What kind of person does your family or community say you have to be?What are you afraid of being?
What do you criticize in another person, or what ethnic groups do you judge harshly?
What or who do you hate?
Answering questions like these can give us clues about what we fear or reject and have banished to the non-conscious mind. Once hidden, we rarely see this dark side of ourselves, but we can glimpse what we’ve suppressed in our reactions to other people. This is a psychological defense that involves a process called projection. What we cannot see in ourselves we can see (or imagine we see) all too easily when it’s projected onto other people.
Psychologist Carl Jung named “the shadow” and saw it as made up of what we deny is true about ourselves or do not acknowledge consciously.
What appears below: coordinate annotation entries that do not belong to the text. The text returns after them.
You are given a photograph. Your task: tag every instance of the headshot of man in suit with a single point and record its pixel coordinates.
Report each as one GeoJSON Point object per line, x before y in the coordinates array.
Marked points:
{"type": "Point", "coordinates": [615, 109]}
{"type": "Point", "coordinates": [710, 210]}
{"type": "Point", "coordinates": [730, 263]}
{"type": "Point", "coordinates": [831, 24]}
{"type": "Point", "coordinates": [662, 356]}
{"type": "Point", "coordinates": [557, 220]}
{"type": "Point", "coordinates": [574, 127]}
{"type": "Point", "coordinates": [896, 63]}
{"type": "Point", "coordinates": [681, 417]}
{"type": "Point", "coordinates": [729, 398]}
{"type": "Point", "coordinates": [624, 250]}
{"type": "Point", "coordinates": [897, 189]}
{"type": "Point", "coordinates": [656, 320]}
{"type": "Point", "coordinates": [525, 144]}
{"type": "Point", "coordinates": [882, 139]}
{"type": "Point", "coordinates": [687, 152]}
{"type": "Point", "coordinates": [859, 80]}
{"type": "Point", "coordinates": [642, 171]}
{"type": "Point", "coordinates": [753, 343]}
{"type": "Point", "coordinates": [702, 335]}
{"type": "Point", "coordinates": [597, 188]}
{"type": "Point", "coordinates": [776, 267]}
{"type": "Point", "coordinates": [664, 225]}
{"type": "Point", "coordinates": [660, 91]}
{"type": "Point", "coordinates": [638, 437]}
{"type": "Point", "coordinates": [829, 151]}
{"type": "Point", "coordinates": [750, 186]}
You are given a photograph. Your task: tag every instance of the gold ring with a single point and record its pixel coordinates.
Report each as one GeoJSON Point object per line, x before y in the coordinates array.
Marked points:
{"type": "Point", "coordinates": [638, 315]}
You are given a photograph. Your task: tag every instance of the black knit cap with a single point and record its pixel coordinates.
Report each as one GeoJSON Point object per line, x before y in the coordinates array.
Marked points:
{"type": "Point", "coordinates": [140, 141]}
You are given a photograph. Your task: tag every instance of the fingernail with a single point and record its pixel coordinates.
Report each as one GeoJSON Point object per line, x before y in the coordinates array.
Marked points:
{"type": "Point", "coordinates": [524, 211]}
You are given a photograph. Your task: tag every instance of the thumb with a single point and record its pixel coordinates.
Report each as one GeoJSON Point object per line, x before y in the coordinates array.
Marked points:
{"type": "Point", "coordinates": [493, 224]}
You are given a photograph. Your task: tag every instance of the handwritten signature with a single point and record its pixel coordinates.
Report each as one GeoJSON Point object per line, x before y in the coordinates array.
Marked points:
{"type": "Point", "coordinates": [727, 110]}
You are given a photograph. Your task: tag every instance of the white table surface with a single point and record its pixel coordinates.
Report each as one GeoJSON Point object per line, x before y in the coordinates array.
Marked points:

Not only do each of us have this dark side – our personal shadow – but in families, groups, communities, cultures, and nations we also create collective shadows. We believe, “We are not like that!”
Deepak Chopra’s wise blog on the shadow side seen in America’s 2016 elections was forwarded and forwarded again and again. It resonated with a sense of what is true for many of us, and it is deeply useful to read. (https://www.deepakchopra.com/blog/article/5608)
Chopra writes, “…(I)n reality Trump isn’t bizarre or anomalous. He stands for something universal, something right before our eyes. It’s an aspect of the human psyche that we feel embarrassed and ashamed of, which makes it our collective secret.”
This collective secret, our national shadow, has been created from,
“… all the dark impulses – hatred, aggression, sadism, selfishness, jealousy, resentment, sexual transgression – that are hidden out of sight.”
“But what hides in the shadows will out. When it does, societies that look well-ordered and rational, fair and just, cultured and refined, suddenly erupt in horrible displays of everything they are not about: violence, prejudice, chaos, and ungovernable irrationality. In fact, the tragic irony is that the worst eruptions of the shadow occur in societies that on the surface have the least to worry about. This explains why all of Europe, at the height of settled, civilized behavior, threw itself into the inferno of World War I.”
When I read this I thought of a small book by Robert Bly that was published in 1988: A Little Book On The Human Shadow. Bly describes how the personal shadow is created and gives us ways to explore it. In fact, it is important to know something about what is held in the unconscious in order to manage our lives well. Bly’s vivid way of discussing the shadow can also help us to better understand 2016’s political furies.
Donald Trump’s electoral romp and celebration of political incorrectness has pulled the cloak off America’s dark side. He breaks all the rules of civility to roars of approval from some of the crowd. He has made public what has been hidden – the racism, greed, selfishness, love of power, and the use of violence that are hidden behind the bright banner of American exceptionalism and our cherished values of “Motherhood, the flag, and apple pie”.
Chopra writes, “The present situation finds us trapped between denial and disaster. Denial is when you ignore the shadow; disaster is when you totally surrender to it.”
Forces have been unleashed that make us uncertain about what lies ahead, but disaster is not inevitable. As Chopra says, we can,
“(s)ee Trumpism for what it is, a confrontation with the shadow.”
And, “Instead of demonizing him, (we can) acknowledge that the shadow is in everyone and always has been.”
We can refuse to ignore or to surrender to the national shadow by confronting our own personal shadow first. Then we can begin to sort out what’s going on in this time of turmoil and danger.